A CEO not only sets the tone of an organization but also the “pace,” a work style with far-reaching implications for corporate success. So demonstrates Paul College’s Jianhong Chen, assistant professor of strategic management, in her influential study of “urgency and pacing” or “temporal personality” among hundreds of corporate leaders.
“Your urgency dictates how pressed you feel in your day to day work,” Chen said. “Your pacing style dictates whether you insist on getting things done right away, prefer to procrastinate, or tend to do things methodically over time.”
In one study, Chen’s research found that organizations led by CEOs with a pressing sense of urgency, tempered by a preference for working at a steady and methodical pace, enjoy greater success with innovation.
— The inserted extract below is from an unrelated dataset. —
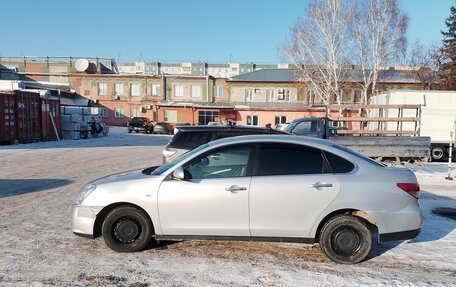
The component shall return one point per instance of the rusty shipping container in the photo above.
(7, 117)
(28, 111)
(50, 111)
In another study, Chen looked at the relationship between CEOs’ perception of past, present and future, and companies’ rates of new product introduction. Based on a longitudinal study of 221 companies in 19 industries, Chen showed that in stable industries where technology developments and customer demands do not change very rapidly (e.g. food industry, construction equipment industry), firms with CEOs who focus more on the past and present introduce products faster; conversely, in dynamic industries (e.g., electronic equipment industry, computer industry), firms with CEOs who focus more on the future introduce products faster.
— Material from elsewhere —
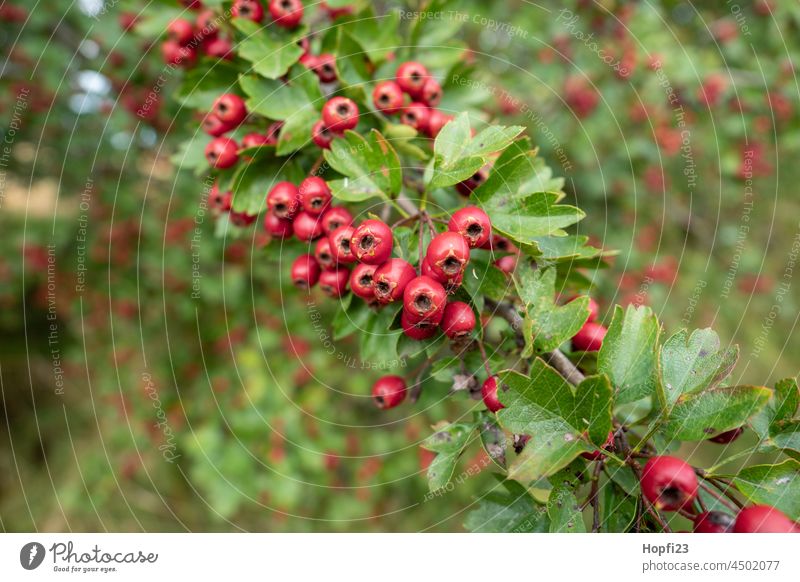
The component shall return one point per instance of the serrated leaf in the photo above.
(628, 355)
(700, 416)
Chen was recipient in the summer of 2016 of the Sumantra Ghoshal award for the research paper that advances research while deriving important implications for practice. This was awarded by the strategic management division of the Academy of Management.
“Accelerated changes in competition, technological advances and customer preferences have forced firms to think harder about time management,” said Chen. “A leader’s temporal personality molds expectations and evaluation, and shapes decision making throughout the organization.”
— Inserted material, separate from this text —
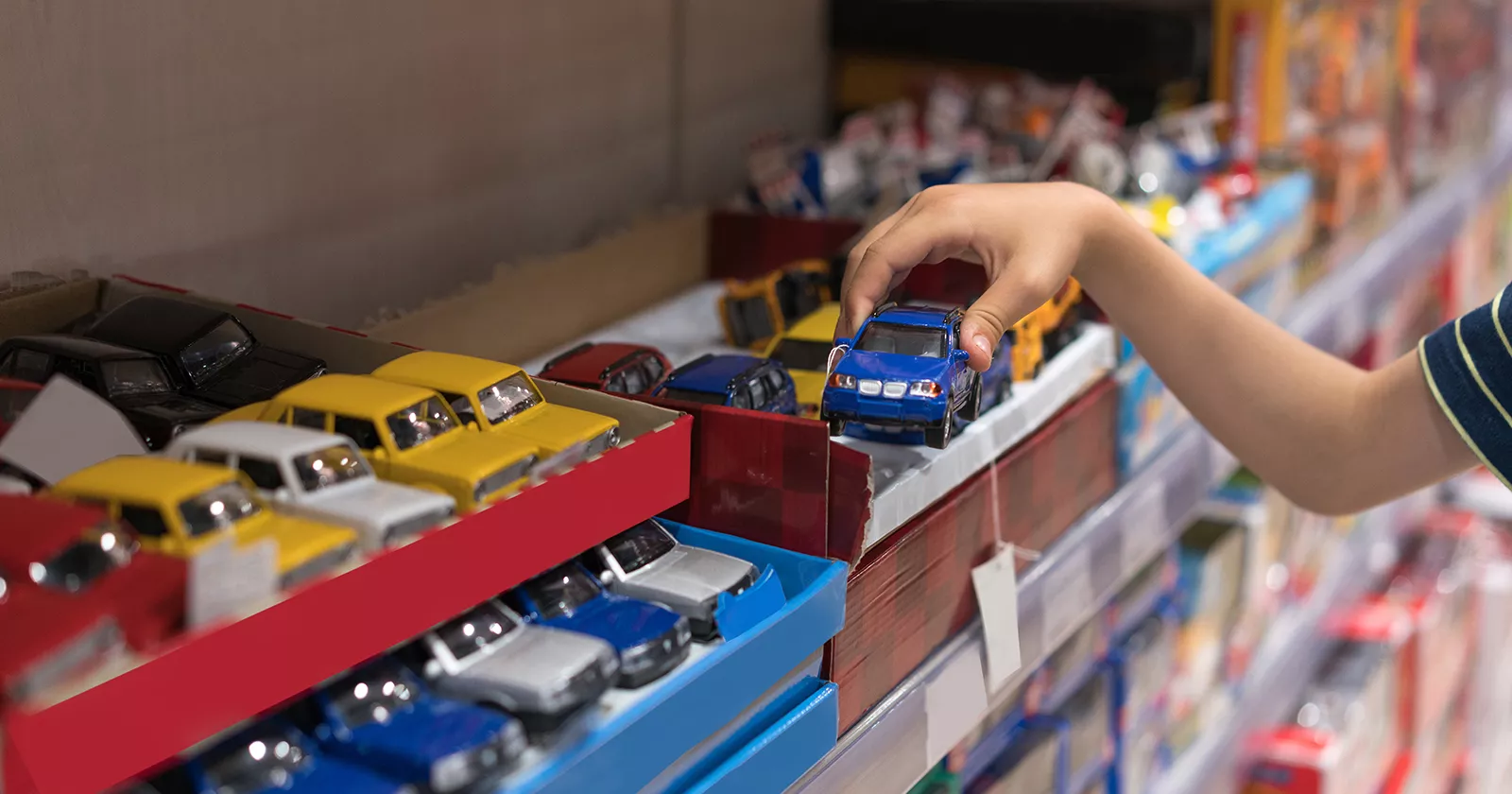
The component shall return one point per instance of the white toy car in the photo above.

Chen’s research has far-reaching implications for corporate strategy as firms seek to appoint the right CEOs for their cultures.
“Our findings offer new evidence that the CEO plays an outsized role in a firm’s success,” Chen said.
In addition, an effective CEO must be able to sync up his or her leadership team’s disparate temporal styles if the organization is to be successful.
“Diversity of temporal style can be strength—it’s good to have some who think long term and others who think short term—but only if the CEO can make them work together and balance out,” Chen said. “Otherwise, you’re going to have a hard time competing.”